Cuando la teoría económica ortodoxa trata de describir cómo sería un mercado muy competitivo recurre a la entelequia del modelo de competencia perfecta. En ese mundo de fantasía, cuya vinculación con la realidad es afortunadamente nula, nos encontramos con una enorme cantidad de diminutos productores que venden, todos ellos, el mismo producto a idéntico precio. Por eso ningún empresario tiene el suficiente poder de mercado como para influir sobre el precio de su mercancía, de ahí que éste sea similar al coste de fabricación de la misma. Dicho de otra manera: ningún capitalista obtiene nada parecido a unos beneficios extraordinarios.

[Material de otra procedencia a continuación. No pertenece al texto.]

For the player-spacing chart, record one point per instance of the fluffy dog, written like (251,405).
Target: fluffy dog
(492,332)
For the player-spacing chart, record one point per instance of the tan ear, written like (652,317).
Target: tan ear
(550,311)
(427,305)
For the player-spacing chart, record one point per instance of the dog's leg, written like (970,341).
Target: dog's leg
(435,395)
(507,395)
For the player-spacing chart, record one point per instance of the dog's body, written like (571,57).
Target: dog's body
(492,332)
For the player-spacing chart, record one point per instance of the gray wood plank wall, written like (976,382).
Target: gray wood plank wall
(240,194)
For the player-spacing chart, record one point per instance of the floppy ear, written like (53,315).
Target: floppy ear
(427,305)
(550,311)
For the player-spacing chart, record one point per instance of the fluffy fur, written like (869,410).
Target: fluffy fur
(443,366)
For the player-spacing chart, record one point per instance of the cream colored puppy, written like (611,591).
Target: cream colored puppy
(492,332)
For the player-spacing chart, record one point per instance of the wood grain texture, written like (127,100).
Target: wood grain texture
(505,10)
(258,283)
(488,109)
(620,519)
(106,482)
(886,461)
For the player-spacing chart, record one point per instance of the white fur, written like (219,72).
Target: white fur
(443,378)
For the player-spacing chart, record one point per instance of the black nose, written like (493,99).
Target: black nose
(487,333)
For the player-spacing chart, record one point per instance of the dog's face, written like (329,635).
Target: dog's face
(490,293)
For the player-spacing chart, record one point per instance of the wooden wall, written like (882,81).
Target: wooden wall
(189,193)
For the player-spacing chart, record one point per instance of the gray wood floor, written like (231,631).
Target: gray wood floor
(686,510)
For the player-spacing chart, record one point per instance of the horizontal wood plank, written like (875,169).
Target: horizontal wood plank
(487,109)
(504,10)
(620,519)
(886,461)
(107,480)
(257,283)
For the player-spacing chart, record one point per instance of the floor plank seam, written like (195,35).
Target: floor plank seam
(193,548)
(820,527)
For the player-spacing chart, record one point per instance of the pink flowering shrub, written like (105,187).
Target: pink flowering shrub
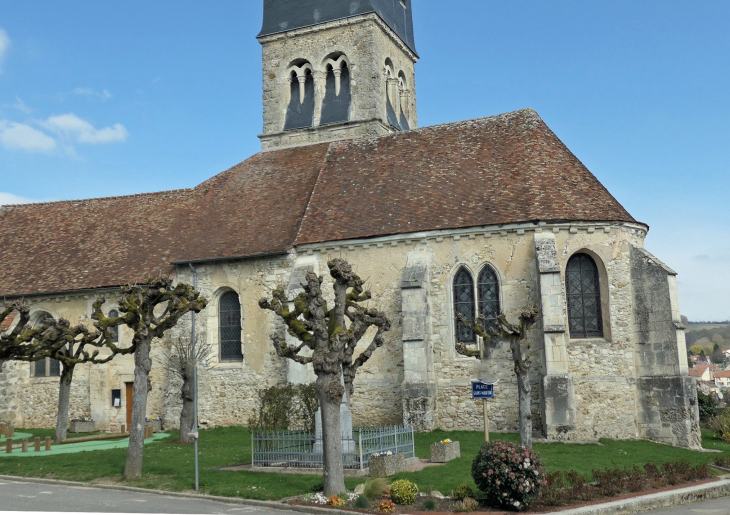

Todo precioso: la imagen del pequeño empresario que con esfuerzo y dedicación dirige una compañía cuasi familiar en medio de un océano de pequeños empresarios que con esfuerzo y dedicación dirigen sus compañías familiares. Un mundo a todas luces irreal pero que parece apetecible y deseable; salvo por un problemilla: como ya han advertido economistas tan notables como Hayek, Kirzner o Huerta de Soto, en ese escenario de competencia perfecta nadie está... compitiendo. ¿Dónde queda acaso la competencia real, ese proceso de rivalidad por el que las empresas luchan entre sí, cuando todos los empresarios están predestinados a vender la misma mercancía al mismo precio?

La respuesta es que en ninguna parte. En la competencia perfecta nadie compite, y como consecuencia todos los capitalistas se convierten en pasivos rentistas que tienen por único mérito el sentarse sobre una montaña de billetes destinados a ser reinvertidos en modelos de negocio que en nada se diferencian unos de otros.

En este modelo ideal, pues, no caben los Warren Buffet, los Steve Jobs, los Sam Walton, los Bill Gates, los Amancio Ortega o los Page y Brin, esas personas que han elevado nuestra calidad de vida hasta cotas que nunca hubiéramos podido imaginar. La competencia perfecta es un modelo demasiado estrecho como para dar cabida a la genialidad, a la eficiencia, a la excelencia, a la innovación constante, a la diferenciación, a las ventajas logísticas, a la reducción persistente de costes, a la retención de clientes mediante la fidelización de los mismos, a la integración de modelos empresariales en busca de sinergias; o, por decirlo más llanamente, a la competencia...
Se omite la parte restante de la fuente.